Mine started in my late teens when I’d bring my glove to Phoenix Municipal Stadium, watching the Phoenix Firebirds and waiting for the baseball gods to deign me worthy of receiving such a gift.
One year ago this past Thursday, I came home from Arrowhead Hospital after an eight-day stay following cardiac surgery to repair two valves. Lifting anything over a handful of pounds was discouraged; standing in the path of a baseball lined off the bat of a major league player would have been considered suicidal.
One year later, I was at Chase Field for the Astros-Diamondbacks game in my regular perch in the press box along the first-base line. I’ve brought home one baseball in the past 12 years – it stopped rolling next to my hand after bouncing off a television monitor, the desk and a telephone. A baseball is a baseball but a foul ball isn’t always another foul ball.
In the bottom of the sixth inning, Brett Myers went into his windup and released his pitch. Chris Young swung, making enough contact to send the ball on a parabolic arc toward the press box. And not just any part of the press box, but the airspace to my immediate left.
Someone said “head’s up.” I closed the screen on my laptop (having years ago watched a laptop get destroyed by a Matt Williams foul ball), stood up, shifted to my left, reached up with both hands and cushioned the rotating sphere as it spun into my palms, closing my fingers around my prize … all without fully realizing what I’d just done.
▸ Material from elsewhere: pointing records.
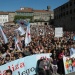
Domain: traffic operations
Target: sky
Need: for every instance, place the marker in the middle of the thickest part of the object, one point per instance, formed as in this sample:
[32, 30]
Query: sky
[13, 5]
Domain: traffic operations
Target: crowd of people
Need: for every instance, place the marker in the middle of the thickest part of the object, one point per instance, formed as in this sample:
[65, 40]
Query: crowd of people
[43, 41]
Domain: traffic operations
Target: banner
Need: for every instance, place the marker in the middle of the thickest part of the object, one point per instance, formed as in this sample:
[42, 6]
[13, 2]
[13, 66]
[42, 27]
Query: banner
[23, 66]
[59, 32]
[69, 64]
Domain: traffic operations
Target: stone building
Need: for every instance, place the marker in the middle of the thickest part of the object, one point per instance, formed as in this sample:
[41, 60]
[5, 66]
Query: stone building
[64, 16]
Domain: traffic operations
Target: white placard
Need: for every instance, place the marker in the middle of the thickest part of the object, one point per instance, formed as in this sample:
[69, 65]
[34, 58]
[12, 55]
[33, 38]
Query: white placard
[59, 32]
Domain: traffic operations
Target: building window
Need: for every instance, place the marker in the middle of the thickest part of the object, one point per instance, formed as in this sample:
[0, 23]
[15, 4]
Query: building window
[66, 5]
[71, 18]
[66, 12]
[74, 10]
[61, 14]
[70, 3]
[71, 11]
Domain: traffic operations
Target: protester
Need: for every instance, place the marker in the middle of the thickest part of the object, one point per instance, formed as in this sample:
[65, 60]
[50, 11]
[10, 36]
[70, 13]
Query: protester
[9, 72]
[41, 43]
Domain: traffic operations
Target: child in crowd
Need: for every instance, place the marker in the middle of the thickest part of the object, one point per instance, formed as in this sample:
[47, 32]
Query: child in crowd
[54, 66]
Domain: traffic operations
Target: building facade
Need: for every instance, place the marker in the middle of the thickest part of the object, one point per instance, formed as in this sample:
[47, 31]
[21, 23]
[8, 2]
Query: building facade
[3, 18]
[11, 16]
[36, 15]
[64, 16]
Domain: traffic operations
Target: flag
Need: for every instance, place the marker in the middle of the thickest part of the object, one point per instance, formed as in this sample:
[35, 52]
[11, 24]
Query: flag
[22, 23]
[20, 30]
[17, 44]
[28, 36]
[3, 35]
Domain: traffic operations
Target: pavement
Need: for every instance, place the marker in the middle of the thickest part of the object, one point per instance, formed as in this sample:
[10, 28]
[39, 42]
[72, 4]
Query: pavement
[68, 74]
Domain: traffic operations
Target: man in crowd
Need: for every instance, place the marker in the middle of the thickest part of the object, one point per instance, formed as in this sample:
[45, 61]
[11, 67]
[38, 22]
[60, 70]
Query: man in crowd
[9, 72]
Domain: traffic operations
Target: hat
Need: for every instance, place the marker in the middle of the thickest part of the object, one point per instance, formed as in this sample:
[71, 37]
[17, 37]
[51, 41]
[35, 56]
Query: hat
[7, 55]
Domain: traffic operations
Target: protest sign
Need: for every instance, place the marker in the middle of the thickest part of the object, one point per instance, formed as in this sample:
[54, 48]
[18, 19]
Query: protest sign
[69, 64]
[59, 32]
[23, 66]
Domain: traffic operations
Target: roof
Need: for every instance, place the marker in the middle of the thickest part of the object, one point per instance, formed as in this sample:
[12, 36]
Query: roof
[44, 11]
[4, 13]
[31, 10]
[25, 10]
The press box cheered. Mark Grace, former major league and the Diamondbacks’ color commentator, applauded and signaled two thumbs up for the catch. I kept marveling that the baseball upon contact felt less like a hard surface than like clay, oddly enough.
And then I called my wife. And my mother. And added the photograph to Facebook. Because, from now on, I’m among the relative few (given how many millions attend baseball games ever day) who has caught a foul ball on the fly.
Perhaps you read this far looking for a real estate hook. I don’t have one. And I don’t need one. Because, paraphrasing Chevy Chase, I have a foul ball and you don’t.